The source material is an advertisement made by a technology startup that was “pivoting” from military to consumer applications. If word embeddings posit meaning through context, what does a technology carry with it as it moves from military to consumer applications?
The rendering was made using the Gentle tool I developed, and I have an alternative representation of the advertisement that superimposes a clickable transcript over the video. In this way, you can focus on a close read of language—in a video.
At the first scene of the playground, the father speaks of “high danger,” as if the kid is still in a war zone.
The investor talks about the importance of memory to a consumer: it enables “torture” of the child, a putative person of interest.
While I was developing Gentle, I made an interactive visualization of the lattice datastructure used by Kaldi.
You can see some of the alternative pathways through the decoding graph, and this study made clear how large a role speaker adaptation plays in the accuracy of the model.
When we start decoding at the second speaker, it’s clear at first until we hit another “wall” in the lattice: an out of vocabulary word.
I have come to value incessant visual communication in any system that I design. One of the design goals of the haptic device was to program all of the control logic in a high-level programming language (not on-board the microcontroller).
Here you can see the “debugging” screen projected over the device.
My video research brought me to a tension between showing the illusion of motion and the static bucket of frames that enables it. Both are useful, and while they are bound to one another, there isn't usually a way to have both. The illusion is useful because it matches our perceptual system, while at the same time the point is a transmission of some reality.
There’s a deep tension in a computing system that deals with media between the textual/numeric representations native to computing, and the illusionary forms that media takes.
The cells of the spreadsheet become a jail for the media it represents.
An interactive timeline allows moving between the qualitative and quantitative: playing the frames as a flip-book, and collapsing them into graphs.

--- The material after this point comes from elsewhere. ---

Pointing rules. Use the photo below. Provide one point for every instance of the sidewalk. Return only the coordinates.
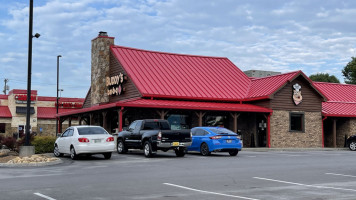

After all of my developments in virtual representations of video, a one-off experiment putting together a three-ring binder convinced me of the importance of considering the physical. With even the most minimal computer vision system (that would simply recognize the page and play the video it represented), I achieved a (literal) tactility “flipping through” video that no virtual interface could ever provide.
Attempts to extend this study into more sophisticated interactions in the physical world led me directly to modern deep learning.
In response to questions, I discussed the novelty of access to large, well-curated public datasets. I’ve started prototyping interactions that allow human navigation of such datasets.
Could an interface allow you to translate into a language you don’t speak on the basis of WMT data?
Do the ideas of word2vec make sense with film subtitles? What do the visuals and tone/cadence add to the text?
Throughout the day at Google, I met many amazing people working on all manner of machine learning, and the requisite tooling. A big thanks to Cassandra Xia for hosting me, and to everyone (Eric, Sara, Katherine, David, and Dandelion) who took time out of their schedules to meet with me.